Randel Darby, CEO and founder, Airportr
“Great strides are being made across the industry to help meet the ambitious target of net-zero by 2050, including some excellent initiatives like British Airways’ use of recycled cooking oil fuel to cut jet emissions.
“In fact, data on investment trends by Lufthansa Group’s Innovation Labs highlighted VC investment in travel and mobility tech as some of the big winner categories post-pandemic, with traditional ground transportation categories, like ride-hailing, taking a hit. However, there are wider processes and operations on the ground which can all be made more sustainable but are often overlooked.

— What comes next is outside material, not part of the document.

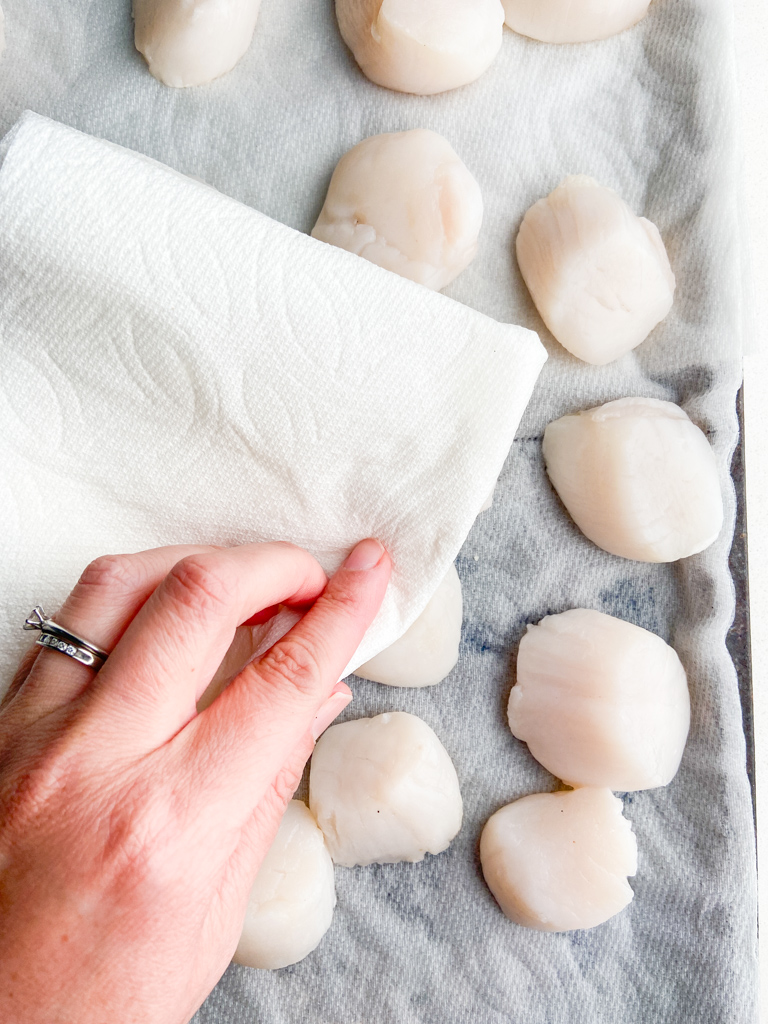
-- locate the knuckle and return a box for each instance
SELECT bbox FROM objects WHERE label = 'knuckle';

“One of the industry’s most stringent, tangible and immediate targets is to change the way people get to the airport, by encouraging the use of public transport. The concept of intermodal, fully connected travel, where passengers combine multiple forms of transport to get to where they’re going, is not a new concept – but it is one that the industry needs to encourage as much as possible.”
Sherry Stein, Americas head of technology, SITA
“The air transport industry is at a post-pandemic crossroads, facing challenges from all sides. While domestic and international travel recovery accelerates globally, airports and airlines are scrambling to provide the seamless travel experience passengers expect, often with slashed workforces and squeezed budgets. A major trend to help navigate the changing aviation and airport landscape in 2023 is that of digital identity.
“Younger generations of travellers demand a more integrated digital journey, and the industry will be forced to respond. Constantly utilising technologies, these travellers will accelerate the digital way of life. Many are frequent travellers who are ‘self-service first’, and they embrace biometrics and digital passes to benefit from travel efficiency and convenience and enhance their overall travel experience.
“Digital identities, border crossings, and mobile platforms offer ample opportunities for younger digital native travellers who are familiar with using their mobile phone as a remote control for travel; market share will increase as digital natives become a more significant proportion of the passenger demographic, creating a seismic shift towards ‘digital first.’
“The combination of digital identities with a self-service technology infrastructure provides a seamless, touchless, and personalised travel experience while allowing travellers to remain firmly in control of their data.”